I was reading Thich Nhat Hanh this morning because Christianity never worked for me and I can’t grasp the essence of Hinduism.
I was reading his exposition of the four noble truths and the eightfold path. I was reading him because the positive existentialism of Viktor Frankl only gave me a momentary catharsis and nihilism is something I so desperately want to escape from.
So, the four noble truths involve acknowledging your suffering; delving deeper into the cause of your suffering; knowing there’s a path to eliminating your suffering and transforming it into joy using the eightfold path.

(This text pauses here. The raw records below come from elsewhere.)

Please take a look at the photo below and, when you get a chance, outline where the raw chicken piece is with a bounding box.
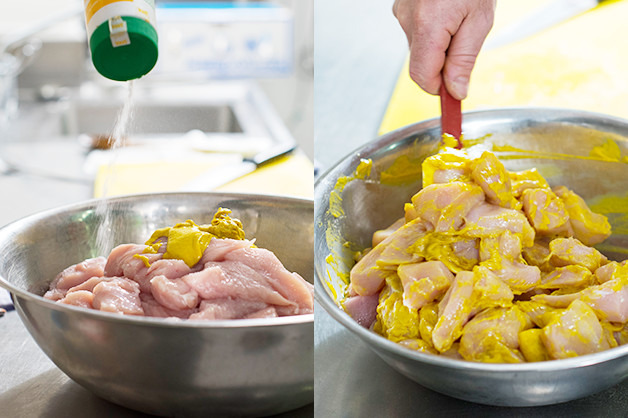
[350,218,430,296]
[595,261,628,284]
[519,328,551,362]
[531,291,580,309]
[398,261,454,310]
[520,188,570,235]
[479,232,541,294]
[224,247,314,314]
[538,265,594,290]
[105,244,163,283]
[509,168,551,198]
[189,299,271,320]
[421,148,473,187]
[373,276,420,342]
[44,257,107,300]
[409,232,476,273]
[579,275,628,323]
[406,181,485,231]
[372,218,404,247]
[459,307,530,363]
[342,294,380,328]
[150,275,199,311]
[521,238,552,272]
[140,293,195,319]
[419,302,438,348]
[471,151,518,209]
[451,238,480,266]
[134,259,197,293]
[398,338,438,354]
[541,300,610,359]
[471,266,514,314]
[432,271,475,352]
[183,262,294,307]
[199,238,255,264]
[548,237,607,272]
[517,300,560,328]
[92,278,144,315]
[554,186,611,245]
[245,306,278,319]
[464,203,535,247]
[595,262,620,284]
[59,290,94,309]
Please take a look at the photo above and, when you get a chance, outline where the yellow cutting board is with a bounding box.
[94,152,314,199]
[379,0,628,134]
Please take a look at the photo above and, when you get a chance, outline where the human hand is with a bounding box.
[393,0,496,100]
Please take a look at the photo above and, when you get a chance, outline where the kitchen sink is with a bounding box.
[6,81,293,147]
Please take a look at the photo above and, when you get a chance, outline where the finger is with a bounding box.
[408,24,452,95]
[443,9,494,100]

I seem to go up to stage three and regress each time I try. I guess there’s a beauty in being fucking miserable because happiness is an overrated clichéd product in this society of greed, hate, and materialism.
I mean look around you. Everything is transient, and purpose is ephemeral. And don’t give me a lecture about absolute and relative truth when all we do is breathe, eat, drink, smoke, work, fuck, shit and die. Maybe I sound like an adult Holden Caulfield, but I stopped giving a damn a while ago.
My friends, there are no Edenesque getaways with trees of life or whatever and even if you were to find one, you’ll find a Cherub with a flaming sword embodying the wrath of Yahweh guarding it.
So here you are, stuck in a Kafkaesque, surreal actuality which actualizes the clichéd, The truth is stranger than fiction, idiom. Here you are where everyone turns on you, or you turn on everyone else.
I could write pages and pages about the women I’ve slept with, giving them an allure; making them my muses or whatever using sonnets (both Petrarchan and Shakespearean) but there will never come a time for those recollections or sensual fabrications of memory.
I’ve measured out my life in coffee spoons, and yeah, I’m a postmodern Prufrock, riddled with angst, sexual tension and never finding solace in anything.
So, I guess I’m just going to write about cigarettes since I’m the fatalist who’s an insipid Bukowski, selling his rhymes for free; addicted to his misery and wallowing in his self-pity and depravity.
I’m smoking 555’s by the way. Don’t you just love smoking? I mean, the rush, the release and the satisfaction are often better than sex.